I spent the week at a conference in Madison, and with a few other deviants I met, decided to take advantage of being a stranger in a strange land by conducting some interesting social experiments. The term “conference” immediately connotes stuffy, boring, meeting-filled days. To keep things interesting, we found it important and rewarding to mess with our fellow conference goers, as well as the general public. Basically, we lived our lives like we were in one marathon Seinfeld episode. But by the end of it all, I wondered how many more people were out there doing the same things to us.

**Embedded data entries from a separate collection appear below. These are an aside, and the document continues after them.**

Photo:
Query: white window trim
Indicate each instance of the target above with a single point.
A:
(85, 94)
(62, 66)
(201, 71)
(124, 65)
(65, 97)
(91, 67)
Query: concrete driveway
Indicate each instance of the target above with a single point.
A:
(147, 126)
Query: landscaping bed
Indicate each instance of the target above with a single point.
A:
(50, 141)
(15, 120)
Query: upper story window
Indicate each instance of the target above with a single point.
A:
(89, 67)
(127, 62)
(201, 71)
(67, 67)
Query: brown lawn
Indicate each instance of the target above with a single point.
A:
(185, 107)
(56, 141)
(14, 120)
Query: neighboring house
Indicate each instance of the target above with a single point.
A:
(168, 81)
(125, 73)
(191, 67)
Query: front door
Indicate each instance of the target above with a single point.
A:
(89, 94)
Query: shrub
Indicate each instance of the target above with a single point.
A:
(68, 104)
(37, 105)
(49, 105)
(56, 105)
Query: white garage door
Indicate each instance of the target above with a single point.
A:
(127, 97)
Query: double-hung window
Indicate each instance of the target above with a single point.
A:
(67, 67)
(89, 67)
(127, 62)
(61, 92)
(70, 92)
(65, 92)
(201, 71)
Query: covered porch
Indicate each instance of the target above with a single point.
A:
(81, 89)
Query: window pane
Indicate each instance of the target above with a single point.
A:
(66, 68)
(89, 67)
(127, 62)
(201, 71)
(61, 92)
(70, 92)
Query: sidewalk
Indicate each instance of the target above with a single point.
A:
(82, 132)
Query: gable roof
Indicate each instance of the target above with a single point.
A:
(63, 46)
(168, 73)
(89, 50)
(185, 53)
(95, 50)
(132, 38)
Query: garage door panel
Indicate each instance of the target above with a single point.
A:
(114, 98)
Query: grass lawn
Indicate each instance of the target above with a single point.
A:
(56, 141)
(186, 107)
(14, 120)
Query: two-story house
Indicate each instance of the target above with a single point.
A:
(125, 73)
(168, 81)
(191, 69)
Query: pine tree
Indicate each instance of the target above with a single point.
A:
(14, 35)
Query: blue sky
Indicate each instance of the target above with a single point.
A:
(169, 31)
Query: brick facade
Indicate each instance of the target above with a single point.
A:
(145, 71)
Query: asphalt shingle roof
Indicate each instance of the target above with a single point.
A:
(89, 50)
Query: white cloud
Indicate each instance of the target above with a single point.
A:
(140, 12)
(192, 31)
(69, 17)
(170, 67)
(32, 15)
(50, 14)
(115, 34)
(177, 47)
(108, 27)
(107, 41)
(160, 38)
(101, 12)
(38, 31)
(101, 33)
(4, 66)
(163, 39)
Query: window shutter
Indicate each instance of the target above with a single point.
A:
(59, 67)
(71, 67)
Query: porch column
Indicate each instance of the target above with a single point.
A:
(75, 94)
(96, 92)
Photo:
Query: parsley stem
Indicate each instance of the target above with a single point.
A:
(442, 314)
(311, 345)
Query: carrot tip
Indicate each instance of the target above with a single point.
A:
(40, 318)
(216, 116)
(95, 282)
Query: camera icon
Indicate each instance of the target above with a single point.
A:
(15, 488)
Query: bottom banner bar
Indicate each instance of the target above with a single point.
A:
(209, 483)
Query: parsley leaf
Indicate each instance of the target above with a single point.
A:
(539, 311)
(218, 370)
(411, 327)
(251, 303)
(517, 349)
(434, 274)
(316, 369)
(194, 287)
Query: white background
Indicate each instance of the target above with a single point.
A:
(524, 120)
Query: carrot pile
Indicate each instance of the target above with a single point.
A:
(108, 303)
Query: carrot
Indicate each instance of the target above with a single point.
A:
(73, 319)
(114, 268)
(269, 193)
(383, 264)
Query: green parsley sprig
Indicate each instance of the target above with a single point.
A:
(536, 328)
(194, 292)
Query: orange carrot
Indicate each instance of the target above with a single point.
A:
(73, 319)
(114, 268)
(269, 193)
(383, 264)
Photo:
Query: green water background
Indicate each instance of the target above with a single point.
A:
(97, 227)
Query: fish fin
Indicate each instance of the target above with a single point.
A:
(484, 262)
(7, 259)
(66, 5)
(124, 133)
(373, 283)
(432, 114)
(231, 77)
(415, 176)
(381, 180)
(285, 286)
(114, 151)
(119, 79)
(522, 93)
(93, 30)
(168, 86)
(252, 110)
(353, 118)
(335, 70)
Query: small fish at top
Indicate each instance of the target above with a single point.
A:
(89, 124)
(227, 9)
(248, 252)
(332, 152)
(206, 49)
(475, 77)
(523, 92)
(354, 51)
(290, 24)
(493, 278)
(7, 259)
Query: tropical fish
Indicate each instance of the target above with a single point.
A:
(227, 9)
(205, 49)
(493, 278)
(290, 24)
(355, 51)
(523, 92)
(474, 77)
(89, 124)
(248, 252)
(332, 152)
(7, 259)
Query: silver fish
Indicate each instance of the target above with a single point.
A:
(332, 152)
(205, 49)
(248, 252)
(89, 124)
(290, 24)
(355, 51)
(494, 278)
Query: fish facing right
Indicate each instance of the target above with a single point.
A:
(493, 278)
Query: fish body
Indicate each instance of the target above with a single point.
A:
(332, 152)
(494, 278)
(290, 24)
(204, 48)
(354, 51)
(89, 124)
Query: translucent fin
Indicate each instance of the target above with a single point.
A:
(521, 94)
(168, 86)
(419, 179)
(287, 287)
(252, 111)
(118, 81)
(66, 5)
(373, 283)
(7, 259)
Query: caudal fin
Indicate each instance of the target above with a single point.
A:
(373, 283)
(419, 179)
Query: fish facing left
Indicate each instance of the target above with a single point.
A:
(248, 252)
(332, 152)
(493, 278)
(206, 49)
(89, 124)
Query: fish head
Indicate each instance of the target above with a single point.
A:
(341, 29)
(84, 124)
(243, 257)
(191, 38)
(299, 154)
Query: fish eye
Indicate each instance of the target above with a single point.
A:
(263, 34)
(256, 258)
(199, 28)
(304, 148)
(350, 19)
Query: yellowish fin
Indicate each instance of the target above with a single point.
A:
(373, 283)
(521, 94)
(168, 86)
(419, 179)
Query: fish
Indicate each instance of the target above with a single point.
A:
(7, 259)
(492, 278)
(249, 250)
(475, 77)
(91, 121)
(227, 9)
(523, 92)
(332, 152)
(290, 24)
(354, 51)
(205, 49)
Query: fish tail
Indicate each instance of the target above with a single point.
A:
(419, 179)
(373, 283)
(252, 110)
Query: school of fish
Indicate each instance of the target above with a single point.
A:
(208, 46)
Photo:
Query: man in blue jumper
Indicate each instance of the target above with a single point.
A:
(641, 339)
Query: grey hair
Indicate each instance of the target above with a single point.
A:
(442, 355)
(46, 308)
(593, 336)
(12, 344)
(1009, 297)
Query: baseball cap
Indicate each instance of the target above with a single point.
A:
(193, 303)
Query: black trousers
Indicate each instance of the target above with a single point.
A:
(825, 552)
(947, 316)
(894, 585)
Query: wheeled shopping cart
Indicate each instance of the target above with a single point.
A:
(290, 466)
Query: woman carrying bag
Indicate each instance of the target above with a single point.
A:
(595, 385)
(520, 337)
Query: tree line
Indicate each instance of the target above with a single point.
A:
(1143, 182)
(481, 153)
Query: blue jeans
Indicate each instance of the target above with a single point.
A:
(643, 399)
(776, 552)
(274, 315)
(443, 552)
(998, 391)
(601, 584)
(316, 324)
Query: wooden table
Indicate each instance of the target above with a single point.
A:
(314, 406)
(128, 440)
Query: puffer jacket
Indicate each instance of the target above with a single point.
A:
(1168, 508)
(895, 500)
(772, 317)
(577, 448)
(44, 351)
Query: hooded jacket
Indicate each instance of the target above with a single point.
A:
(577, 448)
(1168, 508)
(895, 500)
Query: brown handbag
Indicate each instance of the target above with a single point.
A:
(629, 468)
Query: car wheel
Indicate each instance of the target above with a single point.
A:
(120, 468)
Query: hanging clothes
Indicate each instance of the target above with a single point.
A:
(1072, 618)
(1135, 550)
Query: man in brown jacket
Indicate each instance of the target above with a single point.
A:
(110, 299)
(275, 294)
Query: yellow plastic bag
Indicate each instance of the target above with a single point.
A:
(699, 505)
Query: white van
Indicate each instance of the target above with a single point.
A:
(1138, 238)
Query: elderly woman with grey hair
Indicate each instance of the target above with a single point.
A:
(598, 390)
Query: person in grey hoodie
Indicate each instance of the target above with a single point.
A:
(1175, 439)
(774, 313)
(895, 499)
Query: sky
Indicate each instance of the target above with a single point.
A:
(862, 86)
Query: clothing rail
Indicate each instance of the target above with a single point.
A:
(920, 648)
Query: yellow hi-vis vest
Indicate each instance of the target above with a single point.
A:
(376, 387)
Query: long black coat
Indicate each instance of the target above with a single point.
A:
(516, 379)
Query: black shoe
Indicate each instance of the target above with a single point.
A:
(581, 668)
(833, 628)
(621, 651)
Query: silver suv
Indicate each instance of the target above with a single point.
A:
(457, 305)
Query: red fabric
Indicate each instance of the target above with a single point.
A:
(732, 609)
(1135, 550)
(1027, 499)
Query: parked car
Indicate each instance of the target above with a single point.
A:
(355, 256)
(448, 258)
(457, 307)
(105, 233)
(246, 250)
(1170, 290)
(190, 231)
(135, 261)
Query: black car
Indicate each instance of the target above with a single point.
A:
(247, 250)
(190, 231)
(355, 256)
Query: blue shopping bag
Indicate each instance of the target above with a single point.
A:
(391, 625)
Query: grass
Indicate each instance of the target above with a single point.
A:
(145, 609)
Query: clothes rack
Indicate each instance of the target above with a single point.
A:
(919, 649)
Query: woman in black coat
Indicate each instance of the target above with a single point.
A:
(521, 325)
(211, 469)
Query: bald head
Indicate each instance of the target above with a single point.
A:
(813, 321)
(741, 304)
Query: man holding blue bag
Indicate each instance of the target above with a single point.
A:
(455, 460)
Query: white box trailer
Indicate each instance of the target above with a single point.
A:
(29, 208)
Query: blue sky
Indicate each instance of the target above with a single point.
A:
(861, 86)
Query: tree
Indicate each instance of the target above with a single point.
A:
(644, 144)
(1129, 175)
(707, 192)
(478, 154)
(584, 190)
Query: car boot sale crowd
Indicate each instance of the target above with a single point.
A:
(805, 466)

I’ve always been fascinated by elevator etiquette, and was particularly inspired this week to push the limits of what’s appropriate while engaged in vertical travel. My favorite way to make people uncomfortable is to stand with my back to the doors, facing the other passengers. But this week, a new idea came to me after an incredibly awkward experience. Some people are of the philosophy that the person standing nearest the buttons should ask where others are headed, and manage all the controls. Others select their desired floor and then step back, allowing for the rest to do the same. But what happens when two dominant riders meet? I know the answer to this. Because it happened to me. It turns into a “Battle for the Buttons.”
As the first passenger entering the hotel’s lift, I moved to the wall nearest the panel. I was immediately joined by a few others, but one man in particular who practiced the do-it-yourself model of floor selection. As we both reached for the buttons, we simultaneously crossed hands and lower arms, and then retracted them in what seemed like the same instant. Then, as one waves on another driver arriving at a four way stop at the same time, we both paused, letting the other go ahead. Waving each other on, we again reached for the buttons, reenacting the previous move, and increasing the level of discomfort. Thinking that words might help us get the job done, we both offered the other a verbal opportunity to proceed. And falling for the same thing again, stretched out our arms in unison. Eventually, we completed the task, but the next several seconds were filled with palpable unease.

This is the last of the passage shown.